Journal of Global Change Data & Discovery2020.4(1):25-32

[PDF] [DATASET]

Citation:Wang, J. L., Han, X. H., Bu, K., et al.Knowledge Service System on Disaster Risk Reduction and its Application in Social Media Analysis[J]. Journal of Global Change Data & Discovery,2020.4(1):25-32 .DOI: 10.3974/geodp.2020.01.04 .

DOI: 10

Knowledge Service System on Disaster Risk Reduction and its Application in Social Media Analysis

Wang, J. L.1,2,3*  Han, X. H.,2  Bu, K.4  Zhang, M.1,2  Wang, X. J.1,5 
Yuan, Y. L.1,3*

1. State Key Laboratory of Resources and Environmental Information System, Institute of Geographic Sciences and Natural Resources Research, Chinese Academy of Sciences, Beijing China 100101;

2. College of Resources and Environment, University of Chinese Academy of Sciences, Beijing China 100049;

3. International Knowledge Centre for Engineering Sciences and Technology under the Auspices of UNESCO, Beijing China 100088;

4. Northeast Institute of Geography and Agroecology, Chinese Academy of Sciences, Jilin Changchun 130102;

5. School of Civil and Architectural Engineering, Shandong University of Technology, Zibo Shandong 255049.

 

 

Abstract: Driven by the disaster risk reduction mission of the United Nations Educational, Scientific and Cultural Organization (UNESCO), Disaster Risk Reduction Knowledge Service System (DRRKS) was founded under the International Knowledge Center for Engineering Sciences and Technology (IKCEST) under the auspices of UNESCO. The system constructs disaster metadata standards and gathers and produces disaster risk reduction data products. Supported by geographic information technology, the online knowledge applications for disaster risk reduction have been realized and opened to global users. DRRKS has established 16 online knowledge applications, to mine, analyze, and visualize disaster information based on big data, such as remote sensing and social media resources. There was an outbreak of pneumonia associated with the 2019 novel coronavirus (COVID-19) in Wuhan, Hubei province in China at the end of 2019; for which DRRKS constructed a knowledge application for public opinion analysis of disaster events quickly. The application acquired spatial information and topic semantic information from Sina Weibo texts. Based on the Latent Dirichlet Allocation model and machine learning algorithm, the spatial-temporal distribution of Weibo texts related to the novel coronavirus outbreak and public opinion are analyzed to provide information and application support for the prevention and control of the novel coronavirus pandemic.

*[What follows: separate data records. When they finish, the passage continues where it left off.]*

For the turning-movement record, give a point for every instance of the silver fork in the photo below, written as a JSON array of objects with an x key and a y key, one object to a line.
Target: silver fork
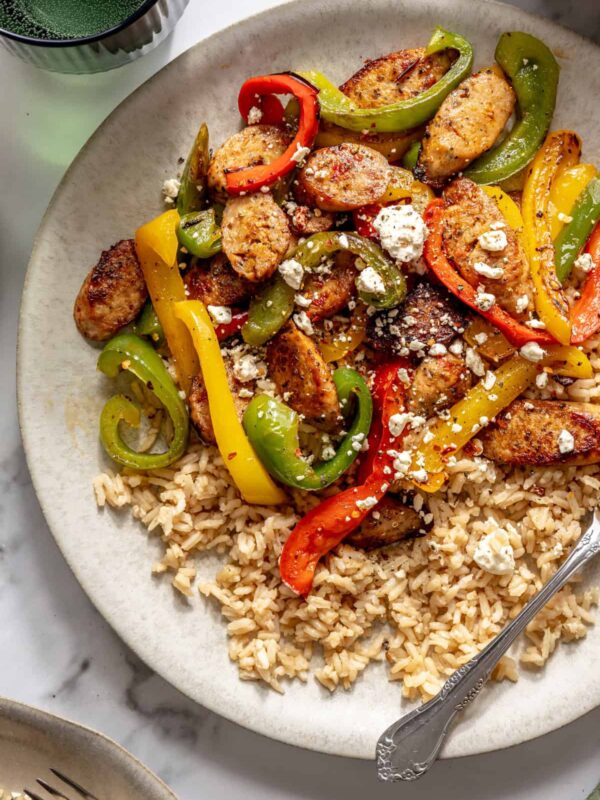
[
  {"x": 407, "y": 749},
  {"x": 61, "y": 788}
]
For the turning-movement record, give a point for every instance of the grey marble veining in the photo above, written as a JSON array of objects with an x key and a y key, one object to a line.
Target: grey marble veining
[{"x": 58, "y": 653}]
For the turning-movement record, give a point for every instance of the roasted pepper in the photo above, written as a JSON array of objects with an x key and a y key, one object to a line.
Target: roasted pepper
[
  {"x": 249, "y": 475},
  {"x": 129, "y": 352},
  {"x": 199, "y": 233},
  {"x": 438, "y": 263},
  {"x": 586, "y": 311},
  {"x": 193, "y": 180},
  {"x": 405, "y": 114},
  {"x": 250, "y": 179},
  {"x": 571, "y": 240},
  {"x": 327, "y": 524},
  {"x": 566, "y": 188},
  {"x": 272, "y": 428},
  {"x": 156, "y": 247},
  {"x": 533, "y": 72},
  {"x": 561, "y": 149}
]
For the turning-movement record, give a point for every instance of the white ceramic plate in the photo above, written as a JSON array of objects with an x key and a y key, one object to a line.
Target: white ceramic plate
[{"x": 112, "y": 186}]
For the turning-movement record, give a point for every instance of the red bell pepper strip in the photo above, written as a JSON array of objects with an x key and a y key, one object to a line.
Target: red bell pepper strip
[
  {"x": 585, "y": 314},
  {"x": 327, "y": 524},
  {"x": 516, "y": 333},
  {"x": 227, "y": 329},
  {"x": 249, "y": 179}
]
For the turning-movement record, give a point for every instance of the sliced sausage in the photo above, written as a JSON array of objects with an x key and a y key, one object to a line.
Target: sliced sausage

Keywords: disaster risk reduction, knowledge service, social media, public opinion analysis, COVID-19

1 Introduction

Disaster risk reduction is an urgent global issue. The United Nations Educational, Scientific, and Cultural Organization (UNESCO) has long valued global cooperation in this field and has set up the Earth Sciences and Geo-hazards Risk Reduction Section in its Department of Natural Sciences. The International Knowledge Center for Engineering Science and Technology (IKCEST) is a category 2 center, established in China by UNESCO in 2013, backing on the Chinese Academy of Engineering. In combination with its positioning and mission, UNESCO sought close cooperation with IKCEST in disaster prevention and mitigation in 2015. Driven by UNESCO's mission for disaster risk reduction, IKCEST launched the construction of a Disaster Risk Reduction Knowledge Service System (DRRKS) in 2016. It was sponsored by the Institute of Geographical Sciences and Natural Resources Research, Chinese Academy of Sciences.

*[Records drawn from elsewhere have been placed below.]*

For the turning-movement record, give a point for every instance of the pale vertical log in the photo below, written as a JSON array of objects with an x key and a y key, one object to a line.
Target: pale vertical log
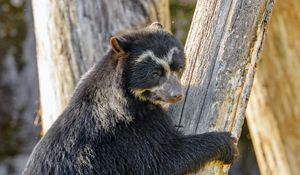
[
  {"x": 72, "y": 34},
  {"x": 274, "y": 106},
  {"x": 222, "y": 50}
]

2 Disaster Risk Reduction Knowledge Service System

2.1 Objectives and Vision

To meet the global demand for disaster prevention and mitigation, DRRKS focused on international/national metadata standards or best practices and established a global meta-database for disasters by consolidating data from different kinds of disasters under the unified standard system, as follows. DRRKS integrates disaster data and information at the national/regional scale and establishes a disaster database, based on the main types of disasters in China and its surrounding areas and typical regions of the world. It establishes an online platform with the support of big data mining and analysis techniques. Additionally, it mines database development methods and knowledge information service modes in disaster prevention, rescue, reconstruction, evaluation and other aspects, and extensively implements special services, education and communication, international training, and cooperation in disaster prevention and mitigation. It also plays a fundamental role in UNESCO's disaster prevention and mitigation program[1].

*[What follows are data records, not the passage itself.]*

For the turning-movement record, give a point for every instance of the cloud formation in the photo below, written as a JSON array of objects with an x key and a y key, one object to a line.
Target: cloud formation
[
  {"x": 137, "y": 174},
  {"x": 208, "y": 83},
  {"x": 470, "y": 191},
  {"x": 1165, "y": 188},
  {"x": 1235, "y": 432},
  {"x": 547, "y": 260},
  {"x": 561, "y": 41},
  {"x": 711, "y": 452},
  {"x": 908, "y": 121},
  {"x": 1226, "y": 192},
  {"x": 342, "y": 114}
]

DRRKS’ vision is to provide a platform, technology, data, education, knowledge, and other services for the current global disaster risk reduction field, including accumulating scientific, technological, and academic resources (such as disaster database, product database, and knowledge base); connecting domestic and international resources for disaster risk reduction; gathering international typical cases and application demonstrations for disaster prevention and mitigation; supporting the application of the Belt and Road Initiative in regional disaster risk reduction; becoming an important foundation and fulcrum for international cooperation in disaster risk reduction for UNESCO; and enhancing significantly the international influence of IKCEST.

2.2 System Architecture

With priority given to the use of open international technical standards and open-source web technologies, the DRRKS adopts the technical architecture of an information service platform with on-demand scalability and a modular mechanism. The iterative development model is adopted, so the system can be put into use in its developmental life cycle. Through this system, users can gain quick access to various disaster-related knowledge resources and subject-specific knowledge services, including data, maps, literature, experts, institutions, and videos. The overall architecture of DRRKS is shown in Figure 1.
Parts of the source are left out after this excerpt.